In East Texas, where I live, there are some of our elders that do not have running water in their homes.  They do not have heat during the wintertime, so they leave their gas cook stove burners on all night just to take the chill out of the air.  Many of them do not have adequate nutrition because they cannot afford the cost of the foods they need to buy for optimal health.  They instead purchase cheaper foods of convenience, which are not healthy choices in most cases.  Many of them are on a waiting list for Meals-on-Wheels (a government funding program that delivers one meal a day Monday through Friday) but the program doesn't deliver in some rural areas.  Or the funding has been depleted because of the vast need in this rural, depressed economic area.  

Where are these elders children and family? 

We...this society, this country...are throwing our elders away as though they have nothing left to contribute to our way of life.  As if they are non-productive members of society.  Why have we forgotten how our country was built and who gave us the way of life we now enjoy?

Our elders fought wars to protect our way of life.  When Japan attacked Hawaii, our elders responded with vengeance because of their love for this country.

Our elders built our infrastructure.  Who do we believe is responsible for our interstate systems, our highways and byways?  It is our elders! 

Our elders lived through and/or were born during the Great Depression.  And survived.  We have not experienced anything as vastly devastating as that time in our country's history as younger generations. 

Our elders have wisdom and knowledge that only comes from experience and living life.  Are we so arrogant to think that they know nothing?  That they have nothing to share with us?  That we cannot learn from the events that took place during their lives?

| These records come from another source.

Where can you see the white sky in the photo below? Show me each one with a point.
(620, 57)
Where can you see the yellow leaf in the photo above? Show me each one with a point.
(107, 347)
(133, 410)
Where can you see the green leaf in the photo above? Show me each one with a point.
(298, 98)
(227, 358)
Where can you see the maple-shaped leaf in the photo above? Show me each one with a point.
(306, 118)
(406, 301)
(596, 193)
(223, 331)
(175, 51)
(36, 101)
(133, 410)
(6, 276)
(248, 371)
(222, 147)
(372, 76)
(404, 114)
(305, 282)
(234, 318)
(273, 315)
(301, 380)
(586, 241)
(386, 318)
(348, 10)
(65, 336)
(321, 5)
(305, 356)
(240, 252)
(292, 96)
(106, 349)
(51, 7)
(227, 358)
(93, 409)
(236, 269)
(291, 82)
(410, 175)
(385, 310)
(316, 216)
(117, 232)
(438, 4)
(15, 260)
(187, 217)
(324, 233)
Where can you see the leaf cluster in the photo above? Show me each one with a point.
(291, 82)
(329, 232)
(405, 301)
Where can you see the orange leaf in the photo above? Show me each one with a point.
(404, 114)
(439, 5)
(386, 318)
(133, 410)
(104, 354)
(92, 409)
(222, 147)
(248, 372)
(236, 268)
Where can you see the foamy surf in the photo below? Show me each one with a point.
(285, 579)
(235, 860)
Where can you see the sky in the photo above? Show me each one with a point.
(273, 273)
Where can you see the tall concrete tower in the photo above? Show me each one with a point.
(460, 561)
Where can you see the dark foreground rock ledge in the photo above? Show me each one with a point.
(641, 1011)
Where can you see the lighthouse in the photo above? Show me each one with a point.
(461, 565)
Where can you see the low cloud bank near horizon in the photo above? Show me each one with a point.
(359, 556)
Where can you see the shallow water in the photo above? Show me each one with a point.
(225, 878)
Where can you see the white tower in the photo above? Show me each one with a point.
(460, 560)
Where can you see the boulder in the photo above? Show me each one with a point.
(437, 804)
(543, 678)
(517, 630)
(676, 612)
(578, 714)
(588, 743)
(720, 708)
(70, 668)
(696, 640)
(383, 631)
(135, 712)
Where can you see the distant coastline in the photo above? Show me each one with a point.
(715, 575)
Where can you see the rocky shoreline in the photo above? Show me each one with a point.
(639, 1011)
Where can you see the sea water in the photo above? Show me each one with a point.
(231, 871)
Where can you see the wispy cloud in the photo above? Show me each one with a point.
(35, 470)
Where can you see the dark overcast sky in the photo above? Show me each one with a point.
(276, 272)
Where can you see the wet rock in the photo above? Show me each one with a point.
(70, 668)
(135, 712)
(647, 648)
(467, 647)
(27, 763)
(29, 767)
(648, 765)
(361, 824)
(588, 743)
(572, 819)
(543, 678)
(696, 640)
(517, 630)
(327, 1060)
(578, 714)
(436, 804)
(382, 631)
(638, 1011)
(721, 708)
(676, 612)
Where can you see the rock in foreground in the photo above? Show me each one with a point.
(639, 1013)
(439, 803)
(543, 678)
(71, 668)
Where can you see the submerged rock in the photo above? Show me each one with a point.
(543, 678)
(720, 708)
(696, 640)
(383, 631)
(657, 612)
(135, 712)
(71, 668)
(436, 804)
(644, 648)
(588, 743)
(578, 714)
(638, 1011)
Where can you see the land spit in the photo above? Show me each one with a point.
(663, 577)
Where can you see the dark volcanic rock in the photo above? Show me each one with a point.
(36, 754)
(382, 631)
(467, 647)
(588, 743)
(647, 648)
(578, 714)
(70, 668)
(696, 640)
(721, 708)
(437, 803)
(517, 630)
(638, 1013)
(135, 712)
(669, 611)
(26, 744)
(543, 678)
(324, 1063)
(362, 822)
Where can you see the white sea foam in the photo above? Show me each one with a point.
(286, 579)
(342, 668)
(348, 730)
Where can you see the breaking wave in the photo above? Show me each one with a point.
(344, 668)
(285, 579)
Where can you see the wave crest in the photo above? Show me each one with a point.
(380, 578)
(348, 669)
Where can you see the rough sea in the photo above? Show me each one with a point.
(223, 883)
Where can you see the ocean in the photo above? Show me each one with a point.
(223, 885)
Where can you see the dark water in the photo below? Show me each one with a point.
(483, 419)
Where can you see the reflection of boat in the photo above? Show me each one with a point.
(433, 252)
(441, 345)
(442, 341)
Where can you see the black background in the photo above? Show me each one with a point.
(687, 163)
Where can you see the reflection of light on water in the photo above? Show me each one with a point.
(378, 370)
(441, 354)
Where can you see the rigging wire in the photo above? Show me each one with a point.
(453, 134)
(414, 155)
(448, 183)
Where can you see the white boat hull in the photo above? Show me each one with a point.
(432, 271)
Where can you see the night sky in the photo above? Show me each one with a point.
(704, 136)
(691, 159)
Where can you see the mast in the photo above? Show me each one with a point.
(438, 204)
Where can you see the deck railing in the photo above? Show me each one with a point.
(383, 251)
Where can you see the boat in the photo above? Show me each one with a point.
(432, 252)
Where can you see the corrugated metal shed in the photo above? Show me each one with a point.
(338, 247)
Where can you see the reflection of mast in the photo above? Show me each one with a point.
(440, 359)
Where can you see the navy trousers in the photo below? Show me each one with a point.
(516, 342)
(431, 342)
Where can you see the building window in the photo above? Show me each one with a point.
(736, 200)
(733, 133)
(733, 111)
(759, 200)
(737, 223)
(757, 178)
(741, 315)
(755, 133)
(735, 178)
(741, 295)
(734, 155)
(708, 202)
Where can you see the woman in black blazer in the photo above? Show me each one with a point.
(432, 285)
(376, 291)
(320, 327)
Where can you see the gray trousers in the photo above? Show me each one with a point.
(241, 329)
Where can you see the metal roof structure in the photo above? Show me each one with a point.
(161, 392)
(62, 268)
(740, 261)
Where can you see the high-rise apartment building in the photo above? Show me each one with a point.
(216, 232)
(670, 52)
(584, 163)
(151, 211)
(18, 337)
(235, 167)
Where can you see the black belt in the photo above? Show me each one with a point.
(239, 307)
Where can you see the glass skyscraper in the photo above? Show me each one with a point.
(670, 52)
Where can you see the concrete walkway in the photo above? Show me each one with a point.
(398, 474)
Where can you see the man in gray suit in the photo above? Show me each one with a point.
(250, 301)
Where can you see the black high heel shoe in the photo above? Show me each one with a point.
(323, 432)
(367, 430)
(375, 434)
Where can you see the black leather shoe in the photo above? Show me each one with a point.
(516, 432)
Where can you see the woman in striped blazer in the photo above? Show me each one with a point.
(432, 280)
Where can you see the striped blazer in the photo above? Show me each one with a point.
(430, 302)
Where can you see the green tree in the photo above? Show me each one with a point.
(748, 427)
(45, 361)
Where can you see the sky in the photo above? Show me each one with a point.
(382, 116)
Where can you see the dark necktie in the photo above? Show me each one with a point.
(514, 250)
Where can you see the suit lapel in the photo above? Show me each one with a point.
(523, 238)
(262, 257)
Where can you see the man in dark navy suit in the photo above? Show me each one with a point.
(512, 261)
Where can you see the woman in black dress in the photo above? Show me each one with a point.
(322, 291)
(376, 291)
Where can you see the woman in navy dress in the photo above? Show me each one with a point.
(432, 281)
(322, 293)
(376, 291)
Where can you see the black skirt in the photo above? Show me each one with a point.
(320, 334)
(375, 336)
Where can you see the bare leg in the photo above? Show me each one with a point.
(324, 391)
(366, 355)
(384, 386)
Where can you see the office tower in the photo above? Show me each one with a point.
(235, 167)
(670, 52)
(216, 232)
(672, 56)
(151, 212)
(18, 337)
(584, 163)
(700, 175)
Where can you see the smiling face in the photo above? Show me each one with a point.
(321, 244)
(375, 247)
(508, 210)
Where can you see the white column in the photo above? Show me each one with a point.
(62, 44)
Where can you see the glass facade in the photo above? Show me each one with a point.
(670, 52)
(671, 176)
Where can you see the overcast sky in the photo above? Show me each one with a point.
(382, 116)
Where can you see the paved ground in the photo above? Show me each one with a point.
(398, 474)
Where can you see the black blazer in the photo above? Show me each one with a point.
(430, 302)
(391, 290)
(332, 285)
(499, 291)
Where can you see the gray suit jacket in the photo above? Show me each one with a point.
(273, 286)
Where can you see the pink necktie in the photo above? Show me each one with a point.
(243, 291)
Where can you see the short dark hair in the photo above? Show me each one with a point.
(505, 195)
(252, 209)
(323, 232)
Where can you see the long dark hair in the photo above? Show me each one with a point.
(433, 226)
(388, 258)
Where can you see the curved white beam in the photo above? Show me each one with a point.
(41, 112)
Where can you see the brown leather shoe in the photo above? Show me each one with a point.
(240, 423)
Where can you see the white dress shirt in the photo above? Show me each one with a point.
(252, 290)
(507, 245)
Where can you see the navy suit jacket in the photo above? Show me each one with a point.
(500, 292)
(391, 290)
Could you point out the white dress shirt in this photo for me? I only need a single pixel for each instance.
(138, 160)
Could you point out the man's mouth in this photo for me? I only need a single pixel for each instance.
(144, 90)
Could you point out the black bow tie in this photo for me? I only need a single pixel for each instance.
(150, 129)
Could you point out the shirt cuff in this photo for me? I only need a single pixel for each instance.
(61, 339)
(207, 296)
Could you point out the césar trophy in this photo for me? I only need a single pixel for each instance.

Do they not deserve honor and respect from the younger generations for their sacrifices?


The Body of Christ is told that:

James 1:27 - Pure and undefiled religion before God and the Father is this: to visit orphans and widows in their trouble, and to keep oneself unspotted from the world.

Are we visiting our widows in their time of trouble?  Are we stepping as the Body of Christ and providing what our elders need to sustain them through their latter years? 

Or do we believe it isn't our problem?  After all, he/she isn't my grandmother/grandfather.  But he or she is someone's grandmother or grandfather.   Why do we let the gutters fall off their houses or the paint chip away?  Why do we let their steps on their front porch rot away?   Why do we let them go without food because their medications are too expensive? 

We need to stop saying, "Yeah, but what can I do?"  We need to look around us.  We need to engage our elders.  We need to pay attention to our neighbors.  We need to make sure they understand we will not forget them!  They are important.  They are loved.  They are respected.  They are cared for. 

It is not the government's job to provide for our elders.  It is ours.  Will the Body of Christ please step forward?